Member of the Colorado House of Representatives from the 62nd district
- Incumbent
- Assumed office January 9, 2023
- Preceded by: Donald Valdez

Personal details
- Party: Democratic
- Alma mater: Adams State University Southern New Hampshire University

= Matthew Martinez (Colorado politician) =

American politician

Matthew Martinez is an American politician who is a member of the Colorado House of Representatives from the 62nd district, which includes portions of Saguache, Costilla, Rio Grande, Conejos, Huerfano, Mineral, Pueblo and Alamosa counties. He was elected in 2022 and assumed office in January 2023.

== Background ==
Martinez is a seventh-generation native of Colorado. He was born and raised in Monte Vista. After graduating high school, Martinez joined the US Marine Corps and served in Iraq. After his service, Martinez attended and graduated from Adams State University with a bachelor's degree in political science. He later gained his master's degree from Southern New Hampshire University. He has served on the Monte Vista city council, local government boards, and various posts for the Adams State University. He also works for local organizations that focuses on public services.

== Political career ==
Martinez ran for office in 2020 against incumbent Donald Valdez. He lost in the primary to Valdez. In the 2022 general election, Martinez defeated the Republican candidate.
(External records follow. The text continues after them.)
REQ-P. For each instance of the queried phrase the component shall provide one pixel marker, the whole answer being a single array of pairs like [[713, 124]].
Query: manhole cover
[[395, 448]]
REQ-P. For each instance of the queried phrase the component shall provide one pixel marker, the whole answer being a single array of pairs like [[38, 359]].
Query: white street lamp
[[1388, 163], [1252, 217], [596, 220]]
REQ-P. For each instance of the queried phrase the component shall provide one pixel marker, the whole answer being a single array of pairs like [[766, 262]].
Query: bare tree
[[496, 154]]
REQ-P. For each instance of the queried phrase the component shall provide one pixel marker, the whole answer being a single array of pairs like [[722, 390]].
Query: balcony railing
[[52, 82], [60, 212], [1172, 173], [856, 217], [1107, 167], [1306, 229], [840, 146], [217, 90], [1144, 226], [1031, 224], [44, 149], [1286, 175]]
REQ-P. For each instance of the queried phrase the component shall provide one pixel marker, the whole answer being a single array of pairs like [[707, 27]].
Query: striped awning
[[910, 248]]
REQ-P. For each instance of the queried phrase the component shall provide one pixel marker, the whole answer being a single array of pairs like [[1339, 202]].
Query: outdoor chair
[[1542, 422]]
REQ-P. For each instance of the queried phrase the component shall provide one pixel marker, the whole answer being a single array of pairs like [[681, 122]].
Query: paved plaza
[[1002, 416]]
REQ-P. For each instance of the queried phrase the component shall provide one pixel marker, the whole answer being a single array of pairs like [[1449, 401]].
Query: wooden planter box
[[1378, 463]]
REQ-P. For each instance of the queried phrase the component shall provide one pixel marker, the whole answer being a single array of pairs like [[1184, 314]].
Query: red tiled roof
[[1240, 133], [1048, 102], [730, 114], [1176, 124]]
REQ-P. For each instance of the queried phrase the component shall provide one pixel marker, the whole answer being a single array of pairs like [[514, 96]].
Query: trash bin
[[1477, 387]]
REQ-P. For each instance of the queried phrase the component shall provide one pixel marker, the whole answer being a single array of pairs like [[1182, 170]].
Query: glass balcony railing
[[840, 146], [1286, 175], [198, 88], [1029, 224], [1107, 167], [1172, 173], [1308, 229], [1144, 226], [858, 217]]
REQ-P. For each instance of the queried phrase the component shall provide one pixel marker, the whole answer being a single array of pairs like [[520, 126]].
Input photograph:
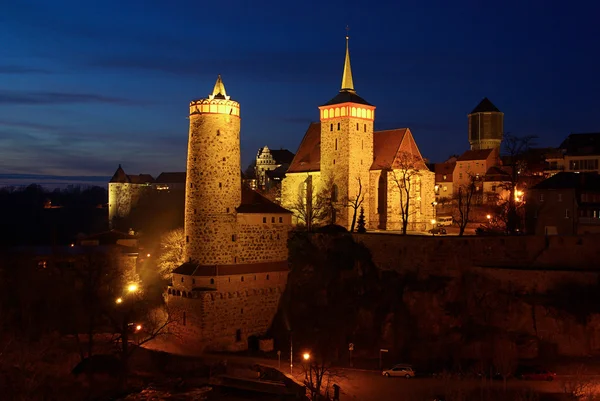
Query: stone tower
[[486, 125], [213, 182], [346, 145]]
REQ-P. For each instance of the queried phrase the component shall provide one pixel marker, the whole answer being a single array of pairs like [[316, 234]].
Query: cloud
[[19, 69], [45, 98]]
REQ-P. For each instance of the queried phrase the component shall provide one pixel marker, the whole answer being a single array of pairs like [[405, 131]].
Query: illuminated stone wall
[[213, 318], [292, 187], [122, 198], [262, 237], [347, 155], [213, 186]]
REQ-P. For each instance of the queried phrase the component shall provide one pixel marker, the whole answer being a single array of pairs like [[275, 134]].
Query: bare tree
[[515, 149], [171, 252], [319, 377], [404, 173], [464, 198], [356, 203], [505, 358]]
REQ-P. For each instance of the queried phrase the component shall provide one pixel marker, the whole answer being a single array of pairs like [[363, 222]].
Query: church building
[[343, 159]]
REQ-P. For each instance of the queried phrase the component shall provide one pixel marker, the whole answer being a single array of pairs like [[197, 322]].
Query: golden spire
[[347, 83], [219, 89]]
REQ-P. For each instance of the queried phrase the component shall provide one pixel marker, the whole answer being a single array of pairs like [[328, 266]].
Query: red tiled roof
[[385, 147], [482, 154], [444, 169], [308, 157], [194, 269], [253, 202]]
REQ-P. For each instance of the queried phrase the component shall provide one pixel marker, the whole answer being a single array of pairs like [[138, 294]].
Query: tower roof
[[485, 106], [347, 83], [347, 92], [219, 90]]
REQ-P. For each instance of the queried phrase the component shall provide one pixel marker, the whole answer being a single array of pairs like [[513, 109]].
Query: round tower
[[213, 181], [486, 125]]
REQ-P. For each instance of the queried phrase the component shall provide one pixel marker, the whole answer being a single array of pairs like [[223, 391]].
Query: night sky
[[85, 86]]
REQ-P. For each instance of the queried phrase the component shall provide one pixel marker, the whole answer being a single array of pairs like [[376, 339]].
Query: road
[[365, 385]]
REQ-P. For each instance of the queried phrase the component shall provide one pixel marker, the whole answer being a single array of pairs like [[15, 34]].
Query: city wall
[[526, 262]]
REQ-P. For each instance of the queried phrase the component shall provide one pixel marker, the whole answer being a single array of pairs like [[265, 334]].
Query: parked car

His legislative priorities include better access to healthcare, education, improving the local economy, protecting the resources of the area and other issues affecting the rural nature of the region.

=== Tenure ===
As of the 2023 legislative session, Martinez is a member of the Agriculture, Water and Natural Resources and Joint Select Committee on Rising Utility Rates committees. He alsos serves as vice-chair of the Education Committee.